Para conter a espécie invasora, a APA vem promovendo reuniões técnicas com produtores rurais, divulgando e incentivando o licenciamento de controladores de fauna exóticas legalizadas (licenciados junto ao Exército, ao Instituto Brasileiro do Meio Ambiente e dos Recursos Naturais Renováveis (Ibama) e ao ICMBio), bem como orientando, monitorando e, em alguns casos, acompanhando em campo os abates realizados por estes controladores na APA do Ibirapuitã, além de outras ações.

 

Diagnóstico e controle de espécies
exóticas invasoras em áreas protegidas

Em 2013, foi lançada a sexta edição da Biodiversidade Brasileira – BioBrasil, revista científica do ICMBio, com o tema Diagnóstico e controle de espécies exóticas invasoras em áreas protegidas.

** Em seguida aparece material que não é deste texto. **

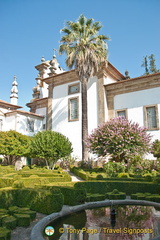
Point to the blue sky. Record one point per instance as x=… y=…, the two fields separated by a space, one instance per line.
x=30 y=29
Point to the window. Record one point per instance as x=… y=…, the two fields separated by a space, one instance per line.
x=151 y=117
x=121 y=113
x=73 y=109
x=73 y=88
x=30 y=125
x=1 y=124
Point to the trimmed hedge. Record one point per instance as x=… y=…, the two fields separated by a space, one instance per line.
x=23 y=220
x=122 y=186
x=115 y=194
x=94 y=175
x=146 y=196
x=71 y=195
x=5 y=234
x=9 y=222
x=8 y=197
x=40 y=200
x=31 y=177
x=43 y=201
x=95 y=197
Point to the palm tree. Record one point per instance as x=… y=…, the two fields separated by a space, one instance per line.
x=85 y=51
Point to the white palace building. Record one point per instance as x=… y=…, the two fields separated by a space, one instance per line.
x=56 y=102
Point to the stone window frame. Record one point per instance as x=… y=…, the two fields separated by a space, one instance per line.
x=72 y=85
x=145 y=117
x=69 y=109
x=122 y=110
x=1 y=124
x=30 y=125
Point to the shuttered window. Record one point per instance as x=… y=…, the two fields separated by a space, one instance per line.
x=30 y=125
x=151 y=117
x=121 y=113
x=1 y=124
x=73 y=109
x=73 y=88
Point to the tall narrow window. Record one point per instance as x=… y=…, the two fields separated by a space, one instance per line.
x=151 y=117
x=30 y=125
x=121 y=113
x=1 y=124
x=73 y=109
x=74 y=88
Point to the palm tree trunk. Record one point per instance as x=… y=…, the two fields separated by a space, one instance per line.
x=84 y=119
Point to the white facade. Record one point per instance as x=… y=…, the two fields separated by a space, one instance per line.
x=54 y=106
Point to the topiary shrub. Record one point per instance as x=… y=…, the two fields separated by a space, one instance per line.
x=29 y=212
x=147 y=177
x=7 y=197
x=5 y=234
x=9 y=222
x=156 y=179
x=115 y=194
x=99 y=177
x=95 y=197
x=12 y=209
x=123 y=175
x=18 y=184
x=23 y=220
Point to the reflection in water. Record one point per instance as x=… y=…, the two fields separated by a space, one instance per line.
x=118 y=223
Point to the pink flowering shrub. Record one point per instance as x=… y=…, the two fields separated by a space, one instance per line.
x=120 y=138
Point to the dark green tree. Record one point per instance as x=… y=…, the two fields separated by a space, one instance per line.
x=85 y=51
x=13 y=145
x=50 y=146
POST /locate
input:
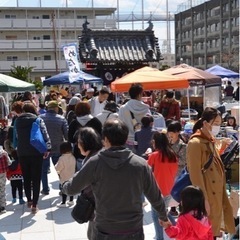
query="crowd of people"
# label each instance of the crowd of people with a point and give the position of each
(118, 154)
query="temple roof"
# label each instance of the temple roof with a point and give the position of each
(119, 46)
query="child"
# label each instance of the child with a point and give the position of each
(4, 163)
(192, 222)
(14, 174)
(65, 168)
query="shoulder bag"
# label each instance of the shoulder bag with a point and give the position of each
(84, 209)
(36, 137)
(183, 180)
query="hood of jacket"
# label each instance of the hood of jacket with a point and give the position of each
(137, 107)
(115, 157)
(200, 229)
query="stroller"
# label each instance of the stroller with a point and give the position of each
(228, 158)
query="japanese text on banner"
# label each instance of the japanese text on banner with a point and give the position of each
(71, 57)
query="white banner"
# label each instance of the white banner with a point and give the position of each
(71, 57)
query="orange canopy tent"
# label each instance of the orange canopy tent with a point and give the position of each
(150, 78)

A publicação trouxe 17 artigos de pesquisadores com o objetivo de consolidar informações, registrar experiências de manejo e fomentar o debate e a tomada de decisão em relação à conservação da biodiversidade brasileira.

 

A revista teve como editores os analistas ambientais Alexandre Bonesso Sampaio, do Centro Nacional de Pesquisa e Conservação da Biodiversidade do Cerrado e Caatinga (Cecat/ICMBio), e Kátia Torres Ribeiro, coordenadora-geral de Pesquisa e Monitoramento da Biodiversidade (CGPEC/ICMBio), além de Helena Bergallo, da Universidade Estadual do Rio de Janeiro (UERJ), e John Durvall Hay e Rosana Tidon, da Universidade de Brasília (UnB), a edição deu enfoque ao estado atual das UCs invadidas por diversas espécies exóticas, com decorrentes alterações de ecossistemas, bem como os desafios de controle e a necessidade de se priorizarem e se planejarem ações com continuidade.

 

Acesso todas as Revistas do ICMBio.

Fonte: Comunicação ICMBio.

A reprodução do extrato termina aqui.